Gemeinsame Mittelvergabe am 18.11.2017

Am Samstag, den 18. November 2017, ist die zweite Gemeinsame Mittelvergabe in dem Projekt „Wem gehört die Kunst?“ erfolgreich durchgeführt worden.

Rund 50 Menschen aus verschiedenen Kunst-Kontexten im Ruhrgebiet kamen im Autonomen Zentrum Mülheim zusammen, um gemeinsam über die Vergabe von Fördermitteln zu entscheiden.  Eine ungewöhnliche Situation: Hier entschieden alle, die der Ausschreibung gefolgt waren und einen Antrag eingereicht hatten, gemeinsam in einem solidarischen Aushandlungsprozess darüber, welche Projekte realisiert werden sollten. Die Gemeinsame Mittelvergabe ist ein Instrument zur Vergabe von Fördermitteln, das vom Netzwerk X zum ersten mal 2013 erprobt und nun gemeinsam mit Urbane Künste Ruhr, Ringlokschuppen Ruhr und partizpierenden Personen aus Kunst-Kontexten von “Wem gehört die Kunst?” im Rahmen des Projekts weiterentwickelt wurde. Mehr Informationen zum Konzept der Gemeinsamen Mittelvergabe finden sich hier.

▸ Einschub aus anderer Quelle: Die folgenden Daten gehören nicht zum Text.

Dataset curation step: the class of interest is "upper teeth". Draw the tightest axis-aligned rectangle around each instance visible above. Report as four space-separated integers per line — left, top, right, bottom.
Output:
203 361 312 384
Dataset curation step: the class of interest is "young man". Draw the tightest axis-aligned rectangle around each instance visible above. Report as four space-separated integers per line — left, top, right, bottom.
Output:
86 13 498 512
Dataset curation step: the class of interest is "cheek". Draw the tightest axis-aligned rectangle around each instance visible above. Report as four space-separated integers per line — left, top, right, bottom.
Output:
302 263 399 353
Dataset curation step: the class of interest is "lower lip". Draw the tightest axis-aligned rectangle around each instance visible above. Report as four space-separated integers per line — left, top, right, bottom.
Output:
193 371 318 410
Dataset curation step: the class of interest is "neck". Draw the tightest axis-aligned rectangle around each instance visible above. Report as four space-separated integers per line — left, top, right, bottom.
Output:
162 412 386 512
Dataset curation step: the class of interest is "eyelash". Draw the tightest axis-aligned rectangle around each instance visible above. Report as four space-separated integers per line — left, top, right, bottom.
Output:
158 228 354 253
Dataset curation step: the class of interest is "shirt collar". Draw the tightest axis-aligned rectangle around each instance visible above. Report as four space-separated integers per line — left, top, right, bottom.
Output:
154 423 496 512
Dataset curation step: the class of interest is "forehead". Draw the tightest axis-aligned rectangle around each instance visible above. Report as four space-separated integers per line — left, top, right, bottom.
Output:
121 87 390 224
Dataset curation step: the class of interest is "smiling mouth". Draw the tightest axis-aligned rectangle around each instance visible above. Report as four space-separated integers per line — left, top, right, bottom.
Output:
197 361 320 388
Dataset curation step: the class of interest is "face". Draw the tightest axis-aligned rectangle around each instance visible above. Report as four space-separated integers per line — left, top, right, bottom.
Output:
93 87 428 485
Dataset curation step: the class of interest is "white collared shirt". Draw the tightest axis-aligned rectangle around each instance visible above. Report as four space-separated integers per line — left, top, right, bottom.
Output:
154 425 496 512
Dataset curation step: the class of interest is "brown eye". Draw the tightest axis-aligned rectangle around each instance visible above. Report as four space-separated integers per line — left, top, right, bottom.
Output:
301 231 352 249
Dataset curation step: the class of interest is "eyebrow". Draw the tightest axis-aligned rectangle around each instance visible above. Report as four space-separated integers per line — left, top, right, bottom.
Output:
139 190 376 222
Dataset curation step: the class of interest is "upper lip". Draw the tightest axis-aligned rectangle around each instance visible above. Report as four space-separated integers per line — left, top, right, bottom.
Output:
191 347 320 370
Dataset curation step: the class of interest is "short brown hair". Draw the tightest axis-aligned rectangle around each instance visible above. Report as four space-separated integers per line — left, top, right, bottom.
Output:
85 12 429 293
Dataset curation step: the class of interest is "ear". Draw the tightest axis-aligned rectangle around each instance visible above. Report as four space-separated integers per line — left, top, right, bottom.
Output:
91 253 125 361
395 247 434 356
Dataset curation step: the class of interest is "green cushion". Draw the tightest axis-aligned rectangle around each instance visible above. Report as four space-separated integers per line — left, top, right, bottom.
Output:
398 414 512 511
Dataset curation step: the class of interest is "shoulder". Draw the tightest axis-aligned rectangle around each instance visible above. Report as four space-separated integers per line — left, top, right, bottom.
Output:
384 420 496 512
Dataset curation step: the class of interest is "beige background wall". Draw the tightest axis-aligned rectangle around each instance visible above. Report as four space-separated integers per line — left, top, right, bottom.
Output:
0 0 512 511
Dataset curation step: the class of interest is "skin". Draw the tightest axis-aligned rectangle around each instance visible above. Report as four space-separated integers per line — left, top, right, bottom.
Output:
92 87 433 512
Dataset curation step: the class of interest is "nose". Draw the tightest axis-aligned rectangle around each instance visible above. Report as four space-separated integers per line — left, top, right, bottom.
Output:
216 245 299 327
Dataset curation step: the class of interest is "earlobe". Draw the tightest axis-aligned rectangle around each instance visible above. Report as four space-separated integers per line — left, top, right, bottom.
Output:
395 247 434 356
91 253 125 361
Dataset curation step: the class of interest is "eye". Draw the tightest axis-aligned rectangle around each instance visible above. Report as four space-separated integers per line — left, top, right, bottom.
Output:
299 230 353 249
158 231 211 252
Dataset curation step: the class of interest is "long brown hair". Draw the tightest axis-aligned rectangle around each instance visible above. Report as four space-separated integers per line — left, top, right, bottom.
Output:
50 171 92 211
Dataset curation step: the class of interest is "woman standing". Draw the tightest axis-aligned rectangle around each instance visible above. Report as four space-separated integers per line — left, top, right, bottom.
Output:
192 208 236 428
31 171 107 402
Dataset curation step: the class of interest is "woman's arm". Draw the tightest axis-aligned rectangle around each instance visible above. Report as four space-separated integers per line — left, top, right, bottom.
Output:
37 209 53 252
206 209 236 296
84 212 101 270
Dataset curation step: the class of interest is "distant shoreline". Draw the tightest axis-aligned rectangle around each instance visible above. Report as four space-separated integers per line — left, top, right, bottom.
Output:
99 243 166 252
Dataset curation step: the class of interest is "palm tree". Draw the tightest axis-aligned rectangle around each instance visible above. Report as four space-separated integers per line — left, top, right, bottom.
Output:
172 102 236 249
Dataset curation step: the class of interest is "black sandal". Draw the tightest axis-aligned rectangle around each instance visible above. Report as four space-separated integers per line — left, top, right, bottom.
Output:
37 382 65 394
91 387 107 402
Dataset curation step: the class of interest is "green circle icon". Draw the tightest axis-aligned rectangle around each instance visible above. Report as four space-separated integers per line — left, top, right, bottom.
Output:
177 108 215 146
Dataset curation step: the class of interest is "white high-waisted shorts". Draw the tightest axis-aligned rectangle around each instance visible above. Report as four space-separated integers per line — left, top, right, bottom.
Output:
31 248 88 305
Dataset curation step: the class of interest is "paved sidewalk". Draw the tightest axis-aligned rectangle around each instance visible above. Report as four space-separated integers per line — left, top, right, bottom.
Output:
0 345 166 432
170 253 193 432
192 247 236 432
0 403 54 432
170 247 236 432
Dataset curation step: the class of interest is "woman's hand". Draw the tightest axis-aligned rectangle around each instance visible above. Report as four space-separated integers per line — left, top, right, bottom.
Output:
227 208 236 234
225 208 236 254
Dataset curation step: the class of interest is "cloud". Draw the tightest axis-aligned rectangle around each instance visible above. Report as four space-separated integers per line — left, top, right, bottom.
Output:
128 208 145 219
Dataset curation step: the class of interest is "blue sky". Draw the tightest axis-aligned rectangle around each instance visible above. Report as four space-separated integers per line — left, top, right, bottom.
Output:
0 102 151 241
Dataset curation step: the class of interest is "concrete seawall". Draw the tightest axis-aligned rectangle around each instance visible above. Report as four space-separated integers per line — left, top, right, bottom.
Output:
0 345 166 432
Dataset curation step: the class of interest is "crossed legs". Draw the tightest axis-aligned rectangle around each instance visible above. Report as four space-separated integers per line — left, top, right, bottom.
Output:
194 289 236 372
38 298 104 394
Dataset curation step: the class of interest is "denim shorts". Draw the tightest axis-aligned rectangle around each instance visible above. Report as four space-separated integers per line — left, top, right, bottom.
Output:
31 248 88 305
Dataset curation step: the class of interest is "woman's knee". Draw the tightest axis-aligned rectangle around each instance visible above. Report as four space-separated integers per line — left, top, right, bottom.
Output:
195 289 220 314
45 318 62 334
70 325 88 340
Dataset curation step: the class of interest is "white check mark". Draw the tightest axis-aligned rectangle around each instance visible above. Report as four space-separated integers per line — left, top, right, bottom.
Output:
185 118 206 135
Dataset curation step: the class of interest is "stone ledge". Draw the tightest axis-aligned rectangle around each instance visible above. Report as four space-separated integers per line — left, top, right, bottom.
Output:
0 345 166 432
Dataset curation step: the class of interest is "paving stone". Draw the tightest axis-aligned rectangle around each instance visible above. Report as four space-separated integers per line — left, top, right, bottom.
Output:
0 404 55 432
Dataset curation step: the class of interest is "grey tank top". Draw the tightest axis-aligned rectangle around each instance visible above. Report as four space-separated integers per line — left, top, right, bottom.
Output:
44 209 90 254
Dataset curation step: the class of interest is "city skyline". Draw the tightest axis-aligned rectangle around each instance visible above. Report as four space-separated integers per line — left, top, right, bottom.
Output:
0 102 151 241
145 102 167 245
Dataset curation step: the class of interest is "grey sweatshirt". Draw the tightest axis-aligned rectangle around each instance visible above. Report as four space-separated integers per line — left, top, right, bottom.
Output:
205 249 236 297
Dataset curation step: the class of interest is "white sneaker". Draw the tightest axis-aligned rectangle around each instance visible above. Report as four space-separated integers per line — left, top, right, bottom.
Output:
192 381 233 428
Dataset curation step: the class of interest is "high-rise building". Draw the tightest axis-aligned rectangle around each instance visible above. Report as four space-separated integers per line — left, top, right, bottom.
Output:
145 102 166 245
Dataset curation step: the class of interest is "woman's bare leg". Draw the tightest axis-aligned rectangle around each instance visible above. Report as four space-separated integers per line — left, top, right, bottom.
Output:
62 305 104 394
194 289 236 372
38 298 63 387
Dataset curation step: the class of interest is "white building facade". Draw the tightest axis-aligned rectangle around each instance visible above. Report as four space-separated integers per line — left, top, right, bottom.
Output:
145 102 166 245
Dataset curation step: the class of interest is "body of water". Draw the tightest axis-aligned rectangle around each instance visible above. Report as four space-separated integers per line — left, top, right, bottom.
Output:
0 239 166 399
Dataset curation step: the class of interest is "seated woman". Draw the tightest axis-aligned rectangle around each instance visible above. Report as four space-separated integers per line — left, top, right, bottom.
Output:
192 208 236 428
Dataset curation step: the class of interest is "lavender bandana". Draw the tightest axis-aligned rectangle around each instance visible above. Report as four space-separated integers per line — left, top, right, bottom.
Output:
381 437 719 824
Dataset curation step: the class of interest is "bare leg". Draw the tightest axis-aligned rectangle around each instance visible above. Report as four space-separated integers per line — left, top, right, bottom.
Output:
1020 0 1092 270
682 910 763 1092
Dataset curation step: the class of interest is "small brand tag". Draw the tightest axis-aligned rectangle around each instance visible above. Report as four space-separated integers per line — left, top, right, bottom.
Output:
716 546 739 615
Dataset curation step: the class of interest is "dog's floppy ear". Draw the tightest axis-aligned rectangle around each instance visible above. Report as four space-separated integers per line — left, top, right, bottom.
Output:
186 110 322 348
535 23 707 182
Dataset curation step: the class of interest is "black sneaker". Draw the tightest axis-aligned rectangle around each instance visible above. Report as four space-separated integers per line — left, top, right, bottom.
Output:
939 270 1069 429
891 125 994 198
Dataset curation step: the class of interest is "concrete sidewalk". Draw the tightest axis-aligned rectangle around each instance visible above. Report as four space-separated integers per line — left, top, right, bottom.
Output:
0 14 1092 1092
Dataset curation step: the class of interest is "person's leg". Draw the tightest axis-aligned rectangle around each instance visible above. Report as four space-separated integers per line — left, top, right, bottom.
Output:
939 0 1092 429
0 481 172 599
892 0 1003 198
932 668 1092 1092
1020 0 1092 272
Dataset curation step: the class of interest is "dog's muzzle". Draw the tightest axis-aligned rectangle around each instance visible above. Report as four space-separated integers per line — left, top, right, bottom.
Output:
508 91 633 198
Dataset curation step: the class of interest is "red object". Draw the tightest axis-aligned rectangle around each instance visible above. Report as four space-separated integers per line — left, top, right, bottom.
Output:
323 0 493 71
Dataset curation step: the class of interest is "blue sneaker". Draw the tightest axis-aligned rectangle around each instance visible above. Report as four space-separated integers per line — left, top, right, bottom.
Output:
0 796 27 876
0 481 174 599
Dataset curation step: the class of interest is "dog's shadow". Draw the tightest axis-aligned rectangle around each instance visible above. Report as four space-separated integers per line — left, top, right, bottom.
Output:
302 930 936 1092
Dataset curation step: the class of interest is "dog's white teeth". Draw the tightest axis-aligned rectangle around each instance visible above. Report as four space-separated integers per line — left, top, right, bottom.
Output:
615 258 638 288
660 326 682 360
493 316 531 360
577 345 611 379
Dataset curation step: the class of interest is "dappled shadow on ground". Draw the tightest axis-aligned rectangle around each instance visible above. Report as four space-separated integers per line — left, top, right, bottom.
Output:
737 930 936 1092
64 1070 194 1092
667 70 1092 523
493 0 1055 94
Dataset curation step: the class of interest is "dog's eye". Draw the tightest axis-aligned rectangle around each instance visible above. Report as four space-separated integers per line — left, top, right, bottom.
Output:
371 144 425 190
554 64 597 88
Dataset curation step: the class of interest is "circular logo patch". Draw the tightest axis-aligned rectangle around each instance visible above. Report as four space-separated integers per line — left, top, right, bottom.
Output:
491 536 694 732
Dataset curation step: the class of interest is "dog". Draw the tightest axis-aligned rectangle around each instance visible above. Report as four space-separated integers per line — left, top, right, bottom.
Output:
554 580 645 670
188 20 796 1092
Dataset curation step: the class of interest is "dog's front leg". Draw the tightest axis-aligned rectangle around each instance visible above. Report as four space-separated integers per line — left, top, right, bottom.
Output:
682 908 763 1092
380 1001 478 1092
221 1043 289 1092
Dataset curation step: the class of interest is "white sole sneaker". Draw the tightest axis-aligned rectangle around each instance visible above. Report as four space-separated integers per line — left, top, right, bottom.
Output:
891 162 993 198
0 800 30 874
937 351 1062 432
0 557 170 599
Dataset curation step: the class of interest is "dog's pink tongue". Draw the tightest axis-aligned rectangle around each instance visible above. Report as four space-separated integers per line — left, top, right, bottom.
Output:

Da dies kein leichtes Unterfangen darstellt, freuen wir uns um so mehr, dass die Mittelvergabe von einer optimistischen und solidarischen Grundstimmung geprägt war und die Fördersumme von insgesamt 35.000 EUR an 10 von 29 Individuen und Kollektive aus Kunst-Kontexten in einem für alle transparenten Prozess vergeben werden konnten.

Der beantragte Gesamtbedarf belief sich auf knapp 162.000 EUR. Obwohl nur etwa ein Fünftel dieser Summe zur Verfügung stand und somit nicht alle Förderbedarfe gedeckt werden konnten, gab es viel Zustimmung und positives Feedback für den partizipativen und selbstbestimmten Prozess. Zudem wurden alle Teilnehmenden mit 10 EUR pro Stunde für ihre Juryarbeit bei der Gemeinsamen Mittelvergabe entlohnt.

Foto: wemgehörtdiekunst.de

Um 11 Uhr startete die Gemeinsame Mittelvergabe mit der Begrüßung durch das Orga-Team, der Vorstellung des geplanten Tagesverlaufs und einer Erläuterung der Förderabsichten von “Wem gehört die Kunst?” anhand der Ausschreibung.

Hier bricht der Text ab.